The late evening movie on the drama network was The Notebook that at first blush looked like a sappy love story, but turned out to be rather good. The movie was driven by the two actors playing the younger selves of an old man telling a love story to his wife, who suffered dementia. The movie was based on a novel by Nicholas Sparks, just as the Mandy Moore flick A Walk To Remember , which I also found surprisingly good (if somewhat less so). Both had tragic elements, but hey, I'm a sucker for that sort of thing if it is done right as well.
Both movies appealed largely because of the full emotional richness of the characters with a spiritual force that is often hard to find. Ryan Gosling has shown his acting chops in some recent dramas, including as a drug addicted teacher in Half Nelson. Rachel McAdams has been good in various roles, including Mean Girls. She really shined here. Both provide powerful performances with great emotional high points. The director, the son of the great director (some starring Gena Rowlands, who plays the older woman here, James Garner playing her husband) John Cassavetes, has a really mixed record (including direct to video garbage) -- he does fine here.

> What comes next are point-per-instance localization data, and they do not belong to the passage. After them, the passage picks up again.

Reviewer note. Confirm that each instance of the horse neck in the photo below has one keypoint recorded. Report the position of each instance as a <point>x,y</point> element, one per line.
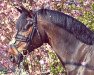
<point>64,43</point>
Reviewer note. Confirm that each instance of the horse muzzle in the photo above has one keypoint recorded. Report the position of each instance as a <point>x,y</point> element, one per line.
<point>15,56</point>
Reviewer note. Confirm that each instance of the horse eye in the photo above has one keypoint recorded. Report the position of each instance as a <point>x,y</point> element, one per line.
<point>27,27</point>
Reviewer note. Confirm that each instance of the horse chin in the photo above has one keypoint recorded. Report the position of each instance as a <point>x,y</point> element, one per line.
<point>16,59</point>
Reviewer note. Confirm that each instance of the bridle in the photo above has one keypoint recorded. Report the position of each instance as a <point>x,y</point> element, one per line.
<point>28,39</point>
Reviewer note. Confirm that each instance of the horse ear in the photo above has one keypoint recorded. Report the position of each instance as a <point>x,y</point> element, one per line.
<point>22,8</point>
<point>19,10</point>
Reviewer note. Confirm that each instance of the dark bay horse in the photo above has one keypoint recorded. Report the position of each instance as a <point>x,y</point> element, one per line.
<point>72,41</point>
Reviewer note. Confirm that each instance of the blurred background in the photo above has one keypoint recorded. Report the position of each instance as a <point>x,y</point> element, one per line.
<point>43,61</point>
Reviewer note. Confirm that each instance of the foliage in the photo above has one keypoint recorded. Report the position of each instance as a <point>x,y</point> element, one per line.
<point>43,59</point>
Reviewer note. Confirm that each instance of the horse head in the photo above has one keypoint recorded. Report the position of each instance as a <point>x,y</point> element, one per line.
<point>27,37</point>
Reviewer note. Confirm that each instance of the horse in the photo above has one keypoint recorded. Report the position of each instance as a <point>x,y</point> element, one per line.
<point>72,41</point>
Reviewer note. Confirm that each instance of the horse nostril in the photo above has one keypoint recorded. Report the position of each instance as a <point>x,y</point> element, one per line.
<point>12,59</point>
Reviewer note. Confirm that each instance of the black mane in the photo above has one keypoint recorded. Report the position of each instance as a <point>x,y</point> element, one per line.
<point>70,24</point>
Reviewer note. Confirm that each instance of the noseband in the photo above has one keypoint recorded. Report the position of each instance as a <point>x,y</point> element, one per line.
<point>28,39</point>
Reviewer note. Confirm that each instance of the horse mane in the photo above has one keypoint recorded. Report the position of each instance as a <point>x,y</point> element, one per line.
<point>68,23</point>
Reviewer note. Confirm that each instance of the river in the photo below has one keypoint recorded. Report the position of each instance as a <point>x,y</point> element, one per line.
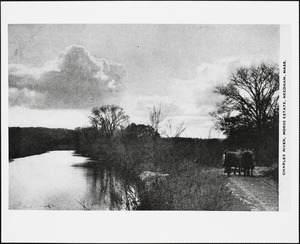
<point>62,180</point>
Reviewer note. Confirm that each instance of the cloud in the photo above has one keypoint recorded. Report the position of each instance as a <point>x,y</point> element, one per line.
<point>74,79</point>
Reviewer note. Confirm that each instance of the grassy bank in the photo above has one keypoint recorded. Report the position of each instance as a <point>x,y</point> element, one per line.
<point>192,183</point>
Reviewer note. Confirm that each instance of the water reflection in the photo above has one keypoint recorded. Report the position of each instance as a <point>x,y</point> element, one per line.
<point>63,180</point>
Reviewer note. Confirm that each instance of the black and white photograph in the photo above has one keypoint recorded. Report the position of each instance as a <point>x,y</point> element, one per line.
<point>147,117</point>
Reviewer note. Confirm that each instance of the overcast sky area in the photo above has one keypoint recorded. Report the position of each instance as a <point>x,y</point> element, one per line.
<point>57,73</point>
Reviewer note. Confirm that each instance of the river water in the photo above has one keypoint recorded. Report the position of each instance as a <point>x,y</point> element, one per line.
<point>62,180</point>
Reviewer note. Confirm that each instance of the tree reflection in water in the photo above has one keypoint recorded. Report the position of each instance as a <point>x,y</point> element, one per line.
<point>107,188</point>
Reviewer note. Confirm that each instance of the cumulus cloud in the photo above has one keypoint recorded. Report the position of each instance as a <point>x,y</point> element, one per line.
<point>74,79</point>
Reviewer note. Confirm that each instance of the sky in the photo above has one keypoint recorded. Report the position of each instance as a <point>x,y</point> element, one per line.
<point>57,73</point>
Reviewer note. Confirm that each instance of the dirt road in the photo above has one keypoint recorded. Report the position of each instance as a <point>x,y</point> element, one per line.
<point>258,193</point>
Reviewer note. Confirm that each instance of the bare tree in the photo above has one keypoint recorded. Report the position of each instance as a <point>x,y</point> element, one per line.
<point>250,98</point>
<point>108,118</point>
<point>173,130</point>
<point>156,116</point>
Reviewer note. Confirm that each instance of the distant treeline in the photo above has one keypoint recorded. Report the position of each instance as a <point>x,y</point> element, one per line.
<point>35,140</point>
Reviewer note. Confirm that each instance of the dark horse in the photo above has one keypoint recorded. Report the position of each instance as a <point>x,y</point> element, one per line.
<point>232,159</point>
<point>247,162</point>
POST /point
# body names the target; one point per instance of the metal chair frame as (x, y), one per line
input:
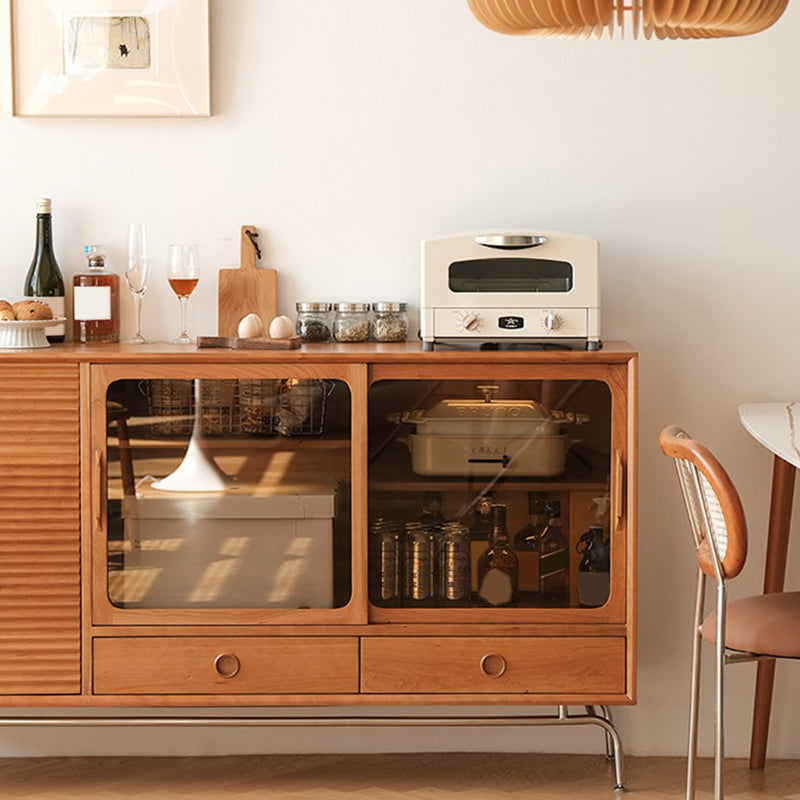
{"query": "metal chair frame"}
(704, 535)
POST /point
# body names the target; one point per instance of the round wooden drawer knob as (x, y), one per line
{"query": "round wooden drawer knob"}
(226, 665)
(493, 665)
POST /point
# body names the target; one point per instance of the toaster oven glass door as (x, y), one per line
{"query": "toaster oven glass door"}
(511, 275)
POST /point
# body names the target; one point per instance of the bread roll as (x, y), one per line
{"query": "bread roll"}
(32, 309)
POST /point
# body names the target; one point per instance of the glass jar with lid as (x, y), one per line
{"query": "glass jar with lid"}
(314, 322)
(390, 323)
(351, 323)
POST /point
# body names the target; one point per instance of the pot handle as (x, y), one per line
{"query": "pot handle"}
(572, 417)
(504, 460)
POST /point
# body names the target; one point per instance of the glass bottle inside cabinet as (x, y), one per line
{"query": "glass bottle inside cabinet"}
(498, 568)
(445, 451)
(274, 533)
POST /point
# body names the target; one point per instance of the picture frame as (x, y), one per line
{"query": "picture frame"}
(114, 58)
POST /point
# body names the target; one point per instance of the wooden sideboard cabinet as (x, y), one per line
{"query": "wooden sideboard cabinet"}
(117, 591)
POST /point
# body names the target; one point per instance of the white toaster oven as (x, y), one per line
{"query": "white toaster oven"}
(510, 289)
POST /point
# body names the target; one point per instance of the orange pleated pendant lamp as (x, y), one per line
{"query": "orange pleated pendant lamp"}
(664, 19)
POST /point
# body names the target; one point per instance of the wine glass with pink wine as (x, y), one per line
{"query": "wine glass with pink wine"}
(183, 273)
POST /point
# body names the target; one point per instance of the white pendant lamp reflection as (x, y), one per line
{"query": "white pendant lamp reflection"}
(664, 19)
(198, 472)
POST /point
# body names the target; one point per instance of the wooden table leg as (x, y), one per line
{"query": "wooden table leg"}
(780, 515)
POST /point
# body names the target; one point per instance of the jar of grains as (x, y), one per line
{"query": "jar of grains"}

A very good moment that underlined the charm of the movie took place when the two were ready to make love, clearly for the first time on her end. As she slowly decided to disrobe (it was PG-13, so no nudity, but sensual all the same -- more so arguably than many films that do show more skin ... when they later hook up, it is even more so), you could see the emotions going through her mind on her face. And, this continued while they began, she still nervous, talking fast and furious while he quietly looked at her, eventually simply saying how he loved her. The whole sequence was wonderfully done, a sign of what often is not in the movies these days -- there was love at first sight (on his end, at least), but we saw the love grow, and the heartache when it was broken-up.
It is often said that movies are geared to a male teenage demographic, which might underline a flaw I find in our cinema ... a general lack of the serious love story. As suggested here, and in very good films like Say Anything, the teenage years can provide them. Hey, look at Romeo and Juliet, but many teenage "romances" are less deep. On the male end, it often might be more about sex. Such seems to be the theme in many movies. Some alternatives do exist, and more power to them, but all too often the emotional richness is not there. Given the material, this is as depressing as the fact history is not as properly mined for story lines. I'm all for good genre flicks of all sorts -- Leviathan is listed as a cheap Aliens clone in my movie guide, but I found it fun.